Growing concern over the Taliban and governance

Fox News correspondent Trey Yingst reports on the tumult in Afghanistan from Qatar for ‘Special Report.’

A Connecticut mom trapped in Kabul until just before the last U.S. plane flew out of Afghanistan emailed her daughter’s elementary school principal to say that her kids would miss the start of the school year, according to local reports.

So Brett Gustafson, principal at the Curiale School in Bridgeport, Conn., took to social media, reached out to lawmakers, and pleaded for help, ABC New York reported Tuesday. Then he got an email from a group of U.S. military veterans working to bring people to safety.

Hours later, he received notice that the family had been successfully evacuated.

“I was jumping up and down, because it had been a while because they had to go to a safe house because the airport was too dangerous, so I was just very nervous not hearing anything,” he told the station.

KABUL, AFGHANISTAN — AUGUST 29, 2021: A C-17 Globemaster takes off as Taliban fighters secure the outer perimeter, alongside the American controlled side of of the Hamid Karzai International Airport in Kabul, Afghanistan, Sunday, Aug. 29, 2021. (MARCUS YAM / LOS ANGELES TIMES)

Gustafson did not immediately respond to a request for comment Wednesday evening.

The chaotic U.S. withdrawal left American citizens and Afghan allies in a panic as they tried to reach Kabul’s Hamid Karzai International Airport ahead of the deadline to evacuate. The facility was surrounded by Taliban checkpoints, and militants allegedly beat, shot, and harassed people trying to reach the facility, witnesses have told Fox News.

Numerous non-governmental organizations, veterans groups, and volunteers worked with the Pentagon and State Department to help people reach the airport before the final American flight left on Monday – a day ahead of the Aug. 31 evacuation deadline.
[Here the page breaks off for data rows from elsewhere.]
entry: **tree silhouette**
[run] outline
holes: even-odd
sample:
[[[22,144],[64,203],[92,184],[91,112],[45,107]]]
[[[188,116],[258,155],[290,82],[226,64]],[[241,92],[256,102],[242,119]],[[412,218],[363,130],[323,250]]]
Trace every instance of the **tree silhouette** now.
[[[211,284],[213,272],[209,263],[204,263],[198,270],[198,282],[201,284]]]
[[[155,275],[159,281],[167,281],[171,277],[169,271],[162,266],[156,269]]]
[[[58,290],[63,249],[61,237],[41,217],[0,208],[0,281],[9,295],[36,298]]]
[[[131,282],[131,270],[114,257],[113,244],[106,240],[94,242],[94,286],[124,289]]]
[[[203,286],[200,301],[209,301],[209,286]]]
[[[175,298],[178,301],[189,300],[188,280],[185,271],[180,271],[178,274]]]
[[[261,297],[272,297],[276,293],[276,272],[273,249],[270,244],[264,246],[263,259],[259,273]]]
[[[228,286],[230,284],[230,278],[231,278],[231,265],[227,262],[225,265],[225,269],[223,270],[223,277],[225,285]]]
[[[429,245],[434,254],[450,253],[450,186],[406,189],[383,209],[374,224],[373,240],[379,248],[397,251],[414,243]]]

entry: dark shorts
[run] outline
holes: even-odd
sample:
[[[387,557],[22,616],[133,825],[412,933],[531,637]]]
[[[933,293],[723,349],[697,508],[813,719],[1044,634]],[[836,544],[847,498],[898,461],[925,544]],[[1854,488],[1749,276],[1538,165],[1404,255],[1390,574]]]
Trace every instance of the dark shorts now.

But many Afghan allies and some Americans are still trapped, including an interpreter who worked with retired Marine Corps Sgt. Ryan Rogers in the brutal battle of Marjah a decade ago.

One California school district had multiple students’ families in Afghanistan amid the chaotic withdrawal. Seven of eight of them made it out, the Cajon Valley School District announced Tuesday – but the whereabouts of the last one remained unclear.

In the California and Connecticut cases, many of the students had gone to Afghanistan over the summer to visit family – then the chaotic withdrawal played out and left them scrambling to get home.